Apache Spark is “red hot” and an open-source data analytics cluster computing framework originally developed in the AMPLab at UC Berkeley. Spark fits into the Hadoop open-source community, building on top of the Hadoop Distributed File System (HDFS). However, Spark is not tied to the two stage MapReduce paradigm, and promises performance up to 100 times faster than Hadoop MapReduce for certain applications.
Spark provides primitives for in-memory cluster computing that allows user programs to load data into a cluster’s memory and query it repeatedly, making it well suited to machine learning algorithms.
These Videos will give you a nice introduction to Spark, how it’s being used and why you should care…
Spark in the Hadoop Ecosystem – Eric Baldeschwieler, CTO Hortonworks
Beyond Hadoop MapReduce: Interactive Analytic Insights Using Spark
ClearStory Data’s Sharmila Mulligan and Stephanie McReynolds discuss the applications of interactive big data technologies.
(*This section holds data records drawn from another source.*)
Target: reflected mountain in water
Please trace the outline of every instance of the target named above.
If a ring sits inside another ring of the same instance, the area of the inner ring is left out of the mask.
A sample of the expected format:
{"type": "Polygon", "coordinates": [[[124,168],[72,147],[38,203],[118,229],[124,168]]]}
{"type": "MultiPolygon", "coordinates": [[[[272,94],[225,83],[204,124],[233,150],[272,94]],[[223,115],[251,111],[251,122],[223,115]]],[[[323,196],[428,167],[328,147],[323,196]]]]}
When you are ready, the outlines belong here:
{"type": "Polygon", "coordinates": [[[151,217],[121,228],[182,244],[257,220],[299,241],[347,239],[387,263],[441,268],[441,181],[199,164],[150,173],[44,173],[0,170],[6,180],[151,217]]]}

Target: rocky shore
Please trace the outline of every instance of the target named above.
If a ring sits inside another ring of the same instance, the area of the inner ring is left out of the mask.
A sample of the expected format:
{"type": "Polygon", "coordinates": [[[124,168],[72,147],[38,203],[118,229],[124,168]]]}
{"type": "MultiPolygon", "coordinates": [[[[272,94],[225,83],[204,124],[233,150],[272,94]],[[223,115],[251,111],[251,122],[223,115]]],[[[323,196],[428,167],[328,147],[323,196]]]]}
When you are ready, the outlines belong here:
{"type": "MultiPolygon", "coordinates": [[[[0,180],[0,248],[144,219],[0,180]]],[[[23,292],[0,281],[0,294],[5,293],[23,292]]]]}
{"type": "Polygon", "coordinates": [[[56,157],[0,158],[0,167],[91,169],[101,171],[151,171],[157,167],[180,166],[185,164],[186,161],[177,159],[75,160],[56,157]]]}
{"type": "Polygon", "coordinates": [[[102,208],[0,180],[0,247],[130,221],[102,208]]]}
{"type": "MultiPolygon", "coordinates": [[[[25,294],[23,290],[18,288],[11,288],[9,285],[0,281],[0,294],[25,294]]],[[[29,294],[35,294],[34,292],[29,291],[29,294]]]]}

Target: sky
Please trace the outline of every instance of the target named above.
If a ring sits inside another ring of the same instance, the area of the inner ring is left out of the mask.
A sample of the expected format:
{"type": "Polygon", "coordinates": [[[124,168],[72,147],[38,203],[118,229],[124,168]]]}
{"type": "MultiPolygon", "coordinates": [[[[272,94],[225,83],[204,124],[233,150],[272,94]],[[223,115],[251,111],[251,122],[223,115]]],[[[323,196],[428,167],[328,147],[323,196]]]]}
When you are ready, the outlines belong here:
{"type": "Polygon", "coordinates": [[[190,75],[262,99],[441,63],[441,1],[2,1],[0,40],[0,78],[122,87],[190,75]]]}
Parallel Programming with Spark (Part 1 & 2) – Matei Zaharia, Founder of Spark
Part 1: A brief intro to Scala and exploring data in the Spark Shell. Part 2: Writing standalone Spark programs using Scala or Java.
Strata 2014: Matei Zaharia, “How Companies are Using Spark, and Where the Edge in Big Data Will Be”
While the first big data systems made a new class of applications possible, organizations must now compete on the speed and sophistication with which they can draw value from data. Future data processing platforms will need to not just scale cost-effectively; but to allow ever more real-time analysis, and to support both simple queries and today’s most sophisticated analytics algorithms. Through the Spark project at Apache and Berkeley, we’ve brought six years research to enable real-time and complex analytics within the Hadoop stack.